Hardly a foot tall, we brought it back from a friend’s place in Weybridge and Mick dutifully plonked it in. That was twenty three years ago, when child number two must have been about one and she sat on the swing among the tall trees in Rachel’s backyard that summer afternoon as we selected our plants to bring home. Today as I looked up that tree, she is somewhere in Hampshire attending an office meeting. Child number three was still a baby in my kangaroo pouch when we visited Weybridge to bring this tree home and as I write this, she is on her way to India.
It didn’t seem too long ago that they were out there riding their three wheelers, playing catch and jumping on bouncy castle in the garden, neatly trimmed by Mick. And when they were brave enough, joined by friends from the neighbourhood, they camped out in the night but we found them sprawled in the lounge the next morning. The foxes must have paid them a visit during the night!

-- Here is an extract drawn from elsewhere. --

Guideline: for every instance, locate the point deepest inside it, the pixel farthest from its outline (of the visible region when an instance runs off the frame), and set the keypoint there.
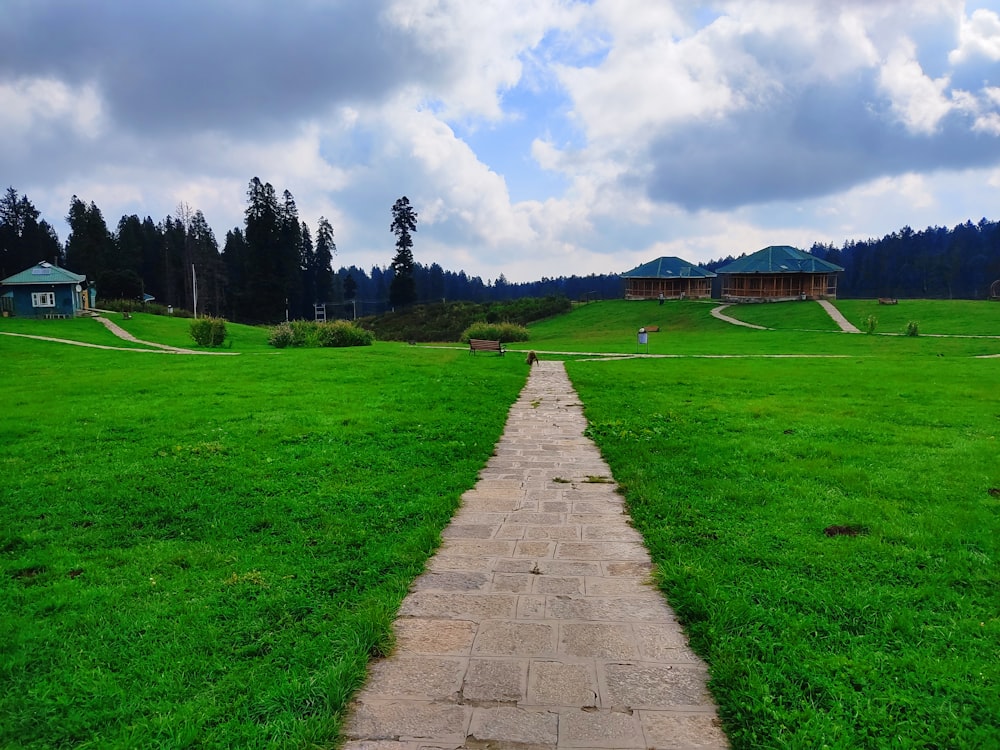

A basketball net used to be the centre of activities for family and friends and saw one of the most hilarious matches between sons and mothers. Now it is replaced by a punchbag, cutting quite a lonely and useless figure from where I am sitting now.
The garden in summer had witnessed many a barbeque party with the wind bringing the sweet smell of grilled satay over to the other side of the A40. Farewells and reunions or just plain get-together were held in the garden and we would stay out enjoying the summer nights and what’s left of the barbeque.
Today, as son of Mick laid out a plastic sheet across the front lawn to control the weeds and try to save some so called perennials wilting in the borders, I wonder where did all those years go.
And today, I ventured out and looked up the evergreen and felt a kind of melancholic feeling sweeping over me. It has grown so tall, lording over the neighbour’s pear tree. And more importantly, it now provides a permanent shade for Jasper in his final resting place. The garden was Jasper's playground - his and his alone, chasing other cats away across the fence.
And today, with Jasper out of the way resting at the foot of the evergreen, Tabby, Snowbell and Kissinger were free to laze about in the summer sun.